Der Weg in die NBA führt für viele Basketballstars über eine Karriere am College. College-Sport ist in den USA riesengroß, die Sportler stehen schon früh im Fokus der Öffentlichkeit, manche Coaches sind regelrechte Stars. Doch ein Studium an einem der guten Colleges ist teuer, die Stipendien heiß begehrt. Beate Wagner erzählt in ihrem Buch, wie Coach Beilein von der University of Michigan zum ersten Mal Moritz und die Familie traf – bei einer Lammkeule in Berlin.
Die vierteilige Dokumentation The Wagner Brothers ist ab sofort in der ZDF Mediathek zu sehen.

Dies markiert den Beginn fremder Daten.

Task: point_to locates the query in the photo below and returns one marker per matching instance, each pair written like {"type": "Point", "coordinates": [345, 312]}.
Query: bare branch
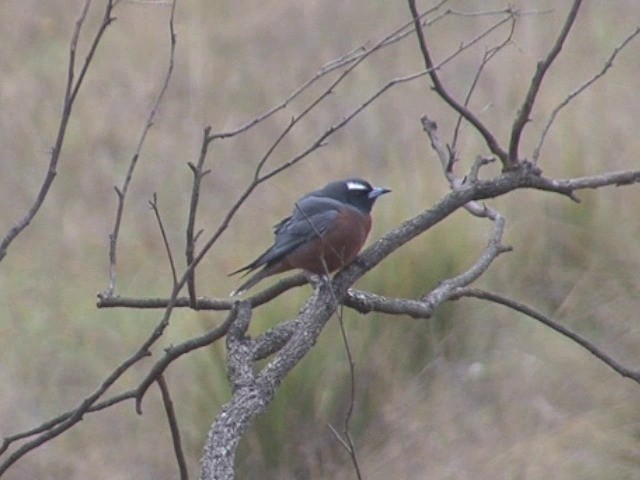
{"type": "Point", "coordinates": [541, 69]}
{"type": "Point", "coordinates": [607, 65]}
{"type": "Point", "coordinates": [348, 442]}
{"type": "Point", "coordinates": [198, 174]}
{"type": "Point", "coordinates": [489, 138]}
{"type": "Point", "coordinates": [173, 426]}
{"type": "Point", "coordinates": [546, 320]}
{"type": "Point", "coordinates": [175, 351]}
{"type": "Point", "coordinates": [239, 349]}
{"type": "Point", "coordinates": [71, 91]}
{"type": "Point", "coordinates": [355, 55]}
{"type": "Point", "coordinates": [487, 57]}
{"type": "Point", "coordinates": [165, 241]}
{"type": "Point", "coordinates": [122, 191]}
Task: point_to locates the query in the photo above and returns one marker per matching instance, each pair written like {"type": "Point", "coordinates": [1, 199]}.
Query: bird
{"type": "Point", "coordinates": [325, 232]}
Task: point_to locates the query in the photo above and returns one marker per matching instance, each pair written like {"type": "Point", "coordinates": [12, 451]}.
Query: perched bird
{"type": "Point", "coordinates": [324, 233]}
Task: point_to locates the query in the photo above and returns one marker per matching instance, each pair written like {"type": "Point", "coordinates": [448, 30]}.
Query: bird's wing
{"type": "Point", "coordinates": [311, 218]}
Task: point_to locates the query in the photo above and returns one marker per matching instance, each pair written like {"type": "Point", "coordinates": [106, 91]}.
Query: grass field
{"type": "Point", "coordinates": [478, 392]}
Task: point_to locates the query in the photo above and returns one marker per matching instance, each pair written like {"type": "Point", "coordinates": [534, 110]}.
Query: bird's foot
{"type": "Point", "coordinates": [317, 281]}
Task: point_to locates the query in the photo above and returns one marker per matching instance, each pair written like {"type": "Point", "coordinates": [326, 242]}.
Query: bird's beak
{"type": "Point", "coordinates": [376, 192]}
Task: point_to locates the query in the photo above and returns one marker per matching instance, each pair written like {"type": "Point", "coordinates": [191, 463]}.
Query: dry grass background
{"type": "Point", "coordinates": [476, 393]}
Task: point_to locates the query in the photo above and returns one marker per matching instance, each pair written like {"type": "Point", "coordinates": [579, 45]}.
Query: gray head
{"type": "Point", "coordinates": [353, 191]}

Er kündigt seinen Besuch für Samstag an. Auf ein Lunch will er vorbeikommen, bei uns zu Hause. Hat er am Telefon was von Würstchen mit Sauerkraut gesprochen – wie so viele Amerikaner, wenn sie an deutsches Essen denken? Nein, hat er nicht. Auf jeden Fall bitte nichts Großes. Nur zwei Stunden. Und ein kleines, deutsches Bier. Das will er zusammen mit Axel trinken. Kein Problem, kriegen wir alles hin. We are excited! See ya soon. Bye!

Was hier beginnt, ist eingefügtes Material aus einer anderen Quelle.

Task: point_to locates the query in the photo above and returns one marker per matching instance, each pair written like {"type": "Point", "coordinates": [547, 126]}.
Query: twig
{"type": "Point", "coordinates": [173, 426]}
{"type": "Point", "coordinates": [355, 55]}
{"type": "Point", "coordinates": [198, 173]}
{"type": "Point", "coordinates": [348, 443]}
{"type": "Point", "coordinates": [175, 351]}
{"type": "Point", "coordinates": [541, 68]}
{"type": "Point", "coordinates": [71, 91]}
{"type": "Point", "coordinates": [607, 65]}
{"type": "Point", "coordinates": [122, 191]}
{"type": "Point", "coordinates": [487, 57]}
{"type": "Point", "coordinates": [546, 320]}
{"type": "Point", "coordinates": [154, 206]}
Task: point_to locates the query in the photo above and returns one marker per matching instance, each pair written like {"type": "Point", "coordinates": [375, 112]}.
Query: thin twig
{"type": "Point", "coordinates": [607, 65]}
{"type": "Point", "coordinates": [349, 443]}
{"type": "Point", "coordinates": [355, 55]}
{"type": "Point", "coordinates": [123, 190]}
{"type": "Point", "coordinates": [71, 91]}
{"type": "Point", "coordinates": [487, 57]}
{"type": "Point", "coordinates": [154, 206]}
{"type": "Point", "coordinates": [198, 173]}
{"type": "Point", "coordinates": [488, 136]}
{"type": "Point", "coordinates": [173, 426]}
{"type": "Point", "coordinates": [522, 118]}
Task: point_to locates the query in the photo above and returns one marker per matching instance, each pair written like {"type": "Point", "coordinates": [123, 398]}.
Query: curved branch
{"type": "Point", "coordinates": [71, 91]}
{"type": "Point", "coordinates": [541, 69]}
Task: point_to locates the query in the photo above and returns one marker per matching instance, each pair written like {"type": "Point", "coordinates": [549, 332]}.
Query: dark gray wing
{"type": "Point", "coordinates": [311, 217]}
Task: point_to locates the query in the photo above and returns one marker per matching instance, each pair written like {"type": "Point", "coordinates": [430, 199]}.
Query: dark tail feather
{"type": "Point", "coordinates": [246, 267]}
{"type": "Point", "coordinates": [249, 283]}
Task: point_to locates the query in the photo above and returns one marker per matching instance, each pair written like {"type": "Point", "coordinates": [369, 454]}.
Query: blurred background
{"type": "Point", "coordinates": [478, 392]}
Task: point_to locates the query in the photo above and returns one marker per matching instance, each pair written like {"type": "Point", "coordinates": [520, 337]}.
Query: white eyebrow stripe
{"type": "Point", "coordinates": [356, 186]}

Moritz schmeißt das Handy auf das schwarze Ledersofa. Schaut hoch zu uns. Reißt die langen Arme in die Höhe, lacht, schreit. Oh my god, ist das wirklich wahr? Wir tanzen durch unsere Küche. Raufen uns die Haare. Wir können es nicht fassen. John Beilein, der USA-weit bekannte College-Coach der Michigan Wolverines aus Ann Arbor, wird mit uns zu Mittag essen.
Er will Moritz kennenlernen, unsere Familie. Für nur 24 Stunden setzt der bekannte Mann sich ins Flugzeug. Detroit-Berlin, Freitag hin, Sonntag zurück. Er wird inkognito reisen, sagt er. Schließlich ist es Anfang Oktober 2014 – mitten in der Basketballsaison. Niemand soll wissen, dass John Beilein in der Welt unterwegs ist, um einen deutschen Spieler zu rekrutieren. Auf dem Amsterdamer Airport Schiphol erkennt man ihn trotzdem, erzählt die Basketballlegende uns später. Michigan ist überall. Aber das wissen wir damals noch nicht.
Der Samstagmorgen beginnt hektisch. Ich bin angespannt. Wenn Gäste kommen, mache ich mir meist Stress. Wie wird der Coach es bei uns finden? Ist alles aufgeräumt und sauber? Ich putze hier, räume da. Die Bude soll glänzen. Ich stopfe in jeden Schrank ein paar riesige Turnschuhe, über die man sonst im Eingang direkt fällt. Entsorge kleine Häufchen aus alten Stiften, Gummibärchentüten und Visitenkarten, die sich überall in der Wohnung angesammelt haben.Die Wohnung soll glänzen.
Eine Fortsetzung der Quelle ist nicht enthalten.